Here, in contrast, Armstrong affirmatively admitted in its Answer that McNair was employed by Armstrong. Accordingly, Gutierrez does not apply.

IV.
Armstrong initially denied that any accident occurred within the course and scope of McNair’s employment. After McNair filed suit, Armstrong filed a motion for summary judgment. Since the alleged injury would have been covered under the workers’ compensation statute, the trial court did not err in granting summary judgment and finding that Armstrong is not estopped from claiming workers’ compensation exclusivity.

AFFIRMED. (B.L. THOMAS and KELSEY, JJ., concur.)

__________________

1We analyze this case solely in terms of whether Armstrong’s stipulation estopped his workers’ compensation immunity defense. For clarity, we refer to both appellees as “Armstrong” in this opinion.

2Workers’ compensation immunity means that “[e]mployers are generally immune from liability in negligence actions brought by employees for injuries occurring in the course and scope of employment,” because “[t]he Florida workers’ compensation system provides the exclusive remedy for an employee injured in the course and scope of employment.” Pensacola Christian Coll. v. Bruhn, 80 So. 3d 1046, 1049 (Fla. 1st DCA 2011). This immunity applies to coworkers as well. See Holmes Cty. Sch. Bd. v. Duffell, 651 So. 2d 1176, 1177-78 (Fla. 1995) (holding that “the same immunity extends to each employee of the employer when such employee is acting in furtherance of the employer’s business”).

3To be clear, we do not claim that McNair would necessarily have been entitled to compensation if the factfinder determined that a workplace accident occurred. Armstrong asserted other defenses that may have foreclosed compensability. But such a finding would show that a workplace accident was presented, which places the case in the ambit of workers’ compensation law.

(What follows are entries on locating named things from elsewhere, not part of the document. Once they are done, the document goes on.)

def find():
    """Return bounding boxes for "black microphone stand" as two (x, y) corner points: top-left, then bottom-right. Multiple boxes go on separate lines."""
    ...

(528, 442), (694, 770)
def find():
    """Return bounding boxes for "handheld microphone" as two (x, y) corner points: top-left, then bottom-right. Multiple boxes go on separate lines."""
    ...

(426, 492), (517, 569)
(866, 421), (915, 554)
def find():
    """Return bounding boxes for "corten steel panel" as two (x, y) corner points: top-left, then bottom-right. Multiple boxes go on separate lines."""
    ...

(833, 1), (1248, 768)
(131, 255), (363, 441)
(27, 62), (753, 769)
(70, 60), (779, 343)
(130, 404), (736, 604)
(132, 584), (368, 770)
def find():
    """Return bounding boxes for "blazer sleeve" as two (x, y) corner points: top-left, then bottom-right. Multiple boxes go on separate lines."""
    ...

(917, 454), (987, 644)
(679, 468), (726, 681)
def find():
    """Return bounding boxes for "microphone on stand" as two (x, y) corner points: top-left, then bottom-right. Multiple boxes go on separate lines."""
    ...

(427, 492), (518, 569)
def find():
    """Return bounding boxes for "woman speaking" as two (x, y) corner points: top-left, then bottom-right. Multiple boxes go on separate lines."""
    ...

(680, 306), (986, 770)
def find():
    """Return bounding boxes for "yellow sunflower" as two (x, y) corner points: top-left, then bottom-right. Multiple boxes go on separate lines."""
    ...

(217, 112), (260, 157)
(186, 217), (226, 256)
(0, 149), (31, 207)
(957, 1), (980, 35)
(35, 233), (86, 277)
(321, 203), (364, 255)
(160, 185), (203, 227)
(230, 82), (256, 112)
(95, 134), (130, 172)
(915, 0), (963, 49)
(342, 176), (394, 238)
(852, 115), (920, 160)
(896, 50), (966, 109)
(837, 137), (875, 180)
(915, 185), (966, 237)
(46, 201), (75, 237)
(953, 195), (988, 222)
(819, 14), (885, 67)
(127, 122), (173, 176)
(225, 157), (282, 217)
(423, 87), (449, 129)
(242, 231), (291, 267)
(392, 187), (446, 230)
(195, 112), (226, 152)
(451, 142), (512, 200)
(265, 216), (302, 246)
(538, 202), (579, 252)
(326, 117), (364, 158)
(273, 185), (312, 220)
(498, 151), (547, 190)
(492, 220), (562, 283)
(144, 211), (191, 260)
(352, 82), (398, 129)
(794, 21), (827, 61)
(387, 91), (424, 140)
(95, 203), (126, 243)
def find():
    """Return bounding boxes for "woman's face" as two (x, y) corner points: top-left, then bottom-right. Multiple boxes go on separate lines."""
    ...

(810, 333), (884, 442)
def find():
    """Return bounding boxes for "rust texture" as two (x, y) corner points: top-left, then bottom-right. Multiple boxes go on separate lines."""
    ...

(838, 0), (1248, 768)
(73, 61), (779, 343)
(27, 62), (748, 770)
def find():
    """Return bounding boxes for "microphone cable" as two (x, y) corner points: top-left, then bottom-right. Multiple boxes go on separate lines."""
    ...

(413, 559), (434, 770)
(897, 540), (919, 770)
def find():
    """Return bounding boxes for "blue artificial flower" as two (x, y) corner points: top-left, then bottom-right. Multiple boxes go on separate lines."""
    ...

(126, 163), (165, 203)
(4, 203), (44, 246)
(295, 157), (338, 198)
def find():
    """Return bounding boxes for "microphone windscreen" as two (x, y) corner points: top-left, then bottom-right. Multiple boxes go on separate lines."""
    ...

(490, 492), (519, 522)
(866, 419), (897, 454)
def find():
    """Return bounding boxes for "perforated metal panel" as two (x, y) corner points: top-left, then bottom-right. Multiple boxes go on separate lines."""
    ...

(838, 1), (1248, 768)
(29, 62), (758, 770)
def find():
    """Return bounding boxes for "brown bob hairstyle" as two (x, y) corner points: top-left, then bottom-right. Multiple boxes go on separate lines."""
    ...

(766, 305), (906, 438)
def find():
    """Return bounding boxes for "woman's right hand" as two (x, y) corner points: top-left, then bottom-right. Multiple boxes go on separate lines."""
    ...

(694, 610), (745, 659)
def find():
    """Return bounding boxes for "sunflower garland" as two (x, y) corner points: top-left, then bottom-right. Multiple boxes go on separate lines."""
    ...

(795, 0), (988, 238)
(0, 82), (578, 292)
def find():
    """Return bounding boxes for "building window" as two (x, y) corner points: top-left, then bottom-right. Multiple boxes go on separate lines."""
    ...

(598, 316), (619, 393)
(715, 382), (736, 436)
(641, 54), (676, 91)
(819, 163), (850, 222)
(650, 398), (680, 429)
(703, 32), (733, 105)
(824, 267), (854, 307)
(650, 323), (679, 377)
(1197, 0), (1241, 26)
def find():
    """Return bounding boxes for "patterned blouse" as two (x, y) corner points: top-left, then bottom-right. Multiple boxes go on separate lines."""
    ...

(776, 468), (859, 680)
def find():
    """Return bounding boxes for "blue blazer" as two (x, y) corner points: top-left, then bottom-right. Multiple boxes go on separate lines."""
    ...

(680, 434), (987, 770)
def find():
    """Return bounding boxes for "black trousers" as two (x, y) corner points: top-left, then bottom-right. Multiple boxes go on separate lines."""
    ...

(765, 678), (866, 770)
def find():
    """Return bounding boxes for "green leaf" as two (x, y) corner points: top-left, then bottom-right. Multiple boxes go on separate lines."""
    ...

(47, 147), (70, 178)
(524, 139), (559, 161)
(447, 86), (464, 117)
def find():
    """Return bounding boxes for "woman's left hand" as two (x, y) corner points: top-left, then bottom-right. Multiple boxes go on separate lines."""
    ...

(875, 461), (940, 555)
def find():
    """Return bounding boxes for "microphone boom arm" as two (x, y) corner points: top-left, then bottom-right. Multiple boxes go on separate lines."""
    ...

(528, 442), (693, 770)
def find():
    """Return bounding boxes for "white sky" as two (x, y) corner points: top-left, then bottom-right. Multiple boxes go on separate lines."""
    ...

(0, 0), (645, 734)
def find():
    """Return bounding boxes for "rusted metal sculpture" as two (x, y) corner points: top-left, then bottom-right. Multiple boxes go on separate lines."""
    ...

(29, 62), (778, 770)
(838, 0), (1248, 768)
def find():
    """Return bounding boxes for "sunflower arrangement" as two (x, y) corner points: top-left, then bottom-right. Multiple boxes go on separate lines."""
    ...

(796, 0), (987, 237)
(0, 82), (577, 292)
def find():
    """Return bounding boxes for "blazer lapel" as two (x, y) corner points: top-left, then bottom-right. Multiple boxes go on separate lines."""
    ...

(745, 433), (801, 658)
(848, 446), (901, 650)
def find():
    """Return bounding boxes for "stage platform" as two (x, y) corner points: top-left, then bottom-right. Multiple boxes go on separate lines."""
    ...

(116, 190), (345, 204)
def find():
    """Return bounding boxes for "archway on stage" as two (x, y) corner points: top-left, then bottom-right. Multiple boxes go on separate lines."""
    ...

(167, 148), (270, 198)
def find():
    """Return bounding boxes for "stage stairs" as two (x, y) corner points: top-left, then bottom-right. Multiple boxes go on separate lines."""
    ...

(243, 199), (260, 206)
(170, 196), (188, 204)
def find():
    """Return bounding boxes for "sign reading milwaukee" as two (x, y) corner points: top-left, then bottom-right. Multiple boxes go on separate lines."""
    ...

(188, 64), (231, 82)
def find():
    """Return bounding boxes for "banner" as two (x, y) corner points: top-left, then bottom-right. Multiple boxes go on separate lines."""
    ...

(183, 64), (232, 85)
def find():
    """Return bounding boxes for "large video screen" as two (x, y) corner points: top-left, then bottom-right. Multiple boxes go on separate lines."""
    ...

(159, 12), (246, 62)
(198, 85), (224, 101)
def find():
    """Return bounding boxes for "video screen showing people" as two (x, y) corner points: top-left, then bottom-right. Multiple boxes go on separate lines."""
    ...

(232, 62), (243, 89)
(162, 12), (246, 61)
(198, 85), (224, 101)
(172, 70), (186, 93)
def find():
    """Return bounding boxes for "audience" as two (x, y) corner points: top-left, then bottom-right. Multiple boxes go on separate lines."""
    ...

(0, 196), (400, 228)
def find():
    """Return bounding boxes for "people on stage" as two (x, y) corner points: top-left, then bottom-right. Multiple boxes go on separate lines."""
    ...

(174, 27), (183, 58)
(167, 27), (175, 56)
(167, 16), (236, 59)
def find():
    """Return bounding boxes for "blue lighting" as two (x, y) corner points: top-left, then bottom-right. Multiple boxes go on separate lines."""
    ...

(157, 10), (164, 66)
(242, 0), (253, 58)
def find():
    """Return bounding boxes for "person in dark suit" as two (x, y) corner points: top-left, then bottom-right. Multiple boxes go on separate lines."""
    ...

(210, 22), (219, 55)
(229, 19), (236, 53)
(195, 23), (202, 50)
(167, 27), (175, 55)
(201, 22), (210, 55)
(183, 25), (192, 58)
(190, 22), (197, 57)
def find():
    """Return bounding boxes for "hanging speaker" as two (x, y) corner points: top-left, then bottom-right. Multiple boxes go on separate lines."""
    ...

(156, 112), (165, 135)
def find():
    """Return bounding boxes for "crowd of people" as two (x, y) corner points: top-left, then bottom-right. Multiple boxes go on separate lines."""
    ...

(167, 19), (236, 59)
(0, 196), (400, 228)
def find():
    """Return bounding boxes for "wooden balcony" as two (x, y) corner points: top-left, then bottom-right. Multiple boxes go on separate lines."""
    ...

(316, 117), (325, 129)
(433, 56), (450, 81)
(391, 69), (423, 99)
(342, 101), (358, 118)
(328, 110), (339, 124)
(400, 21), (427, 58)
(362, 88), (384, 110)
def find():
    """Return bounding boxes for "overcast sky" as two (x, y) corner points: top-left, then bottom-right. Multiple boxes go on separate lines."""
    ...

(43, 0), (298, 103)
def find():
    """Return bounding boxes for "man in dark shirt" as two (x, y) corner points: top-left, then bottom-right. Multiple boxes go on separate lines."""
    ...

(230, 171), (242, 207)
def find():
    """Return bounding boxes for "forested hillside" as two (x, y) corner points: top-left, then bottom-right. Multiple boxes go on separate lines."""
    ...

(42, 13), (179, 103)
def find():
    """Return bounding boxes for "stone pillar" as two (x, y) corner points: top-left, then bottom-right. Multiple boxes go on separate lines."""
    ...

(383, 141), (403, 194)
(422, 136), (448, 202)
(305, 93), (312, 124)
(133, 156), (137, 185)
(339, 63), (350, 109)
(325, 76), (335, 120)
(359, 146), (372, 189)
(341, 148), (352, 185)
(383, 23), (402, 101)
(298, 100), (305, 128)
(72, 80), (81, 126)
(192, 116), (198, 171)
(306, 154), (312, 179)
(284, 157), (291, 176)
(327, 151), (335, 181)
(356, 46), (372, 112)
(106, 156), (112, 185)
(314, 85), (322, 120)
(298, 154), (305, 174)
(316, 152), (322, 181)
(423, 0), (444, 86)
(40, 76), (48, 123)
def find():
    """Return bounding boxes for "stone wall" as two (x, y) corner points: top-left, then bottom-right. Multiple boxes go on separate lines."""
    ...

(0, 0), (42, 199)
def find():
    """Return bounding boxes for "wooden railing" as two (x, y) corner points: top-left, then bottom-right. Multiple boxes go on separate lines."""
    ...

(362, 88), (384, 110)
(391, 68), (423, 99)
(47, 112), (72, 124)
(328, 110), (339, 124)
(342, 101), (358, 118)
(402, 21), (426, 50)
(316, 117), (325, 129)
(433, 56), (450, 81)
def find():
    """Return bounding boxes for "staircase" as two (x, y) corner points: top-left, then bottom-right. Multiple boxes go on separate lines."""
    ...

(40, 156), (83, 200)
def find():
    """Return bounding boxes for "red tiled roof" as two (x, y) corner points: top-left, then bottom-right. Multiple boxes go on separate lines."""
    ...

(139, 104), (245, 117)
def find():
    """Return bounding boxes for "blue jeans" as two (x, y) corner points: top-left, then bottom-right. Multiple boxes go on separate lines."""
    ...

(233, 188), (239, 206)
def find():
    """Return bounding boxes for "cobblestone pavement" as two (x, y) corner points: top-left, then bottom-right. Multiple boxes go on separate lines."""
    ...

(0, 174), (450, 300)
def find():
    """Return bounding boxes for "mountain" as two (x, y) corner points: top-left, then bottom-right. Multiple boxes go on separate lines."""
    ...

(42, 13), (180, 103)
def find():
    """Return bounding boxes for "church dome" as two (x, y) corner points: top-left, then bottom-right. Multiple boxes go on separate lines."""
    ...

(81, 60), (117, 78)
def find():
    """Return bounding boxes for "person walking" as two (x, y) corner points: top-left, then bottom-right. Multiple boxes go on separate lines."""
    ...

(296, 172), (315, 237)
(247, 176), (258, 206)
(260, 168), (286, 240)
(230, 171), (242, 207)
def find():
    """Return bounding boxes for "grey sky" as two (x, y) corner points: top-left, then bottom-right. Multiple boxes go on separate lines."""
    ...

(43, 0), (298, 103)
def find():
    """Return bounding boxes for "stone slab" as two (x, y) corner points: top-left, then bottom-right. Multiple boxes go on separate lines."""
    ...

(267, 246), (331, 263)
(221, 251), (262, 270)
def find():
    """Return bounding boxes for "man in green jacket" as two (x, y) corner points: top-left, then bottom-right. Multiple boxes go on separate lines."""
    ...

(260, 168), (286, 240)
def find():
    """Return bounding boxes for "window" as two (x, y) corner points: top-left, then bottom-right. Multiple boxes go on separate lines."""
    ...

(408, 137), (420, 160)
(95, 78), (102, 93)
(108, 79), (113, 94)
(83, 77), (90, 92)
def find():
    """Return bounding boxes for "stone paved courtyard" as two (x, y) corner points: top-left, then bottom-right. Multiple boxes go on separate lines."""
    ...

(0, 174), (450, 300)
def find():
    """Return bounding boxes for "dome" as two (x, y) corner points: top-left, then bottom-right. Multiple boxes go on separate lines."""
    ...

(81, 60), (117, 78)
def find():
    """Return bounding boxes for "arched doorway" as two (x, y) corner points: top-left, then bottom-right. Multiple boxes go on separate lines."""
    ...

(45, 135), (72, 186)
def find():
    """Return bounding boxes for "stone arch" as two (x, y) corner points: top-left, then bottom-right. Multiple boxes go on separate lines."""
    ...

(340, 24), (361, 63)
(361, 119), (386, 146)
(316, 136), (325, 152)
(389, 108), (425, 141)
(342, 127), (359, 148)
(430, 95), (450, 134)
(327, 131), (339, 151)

4Put another way, if the employee in Byerley were to prevail in a tort suit, she would have proven an accident that was outside the scope of employment. In contrast, if McNair were to prevail in this suit, he would have proven an accident that was inside the scope of employment. This fact demonstrates why the employer’s assertion of worker’s compensation immunity was improper in Byerley, but not improper here.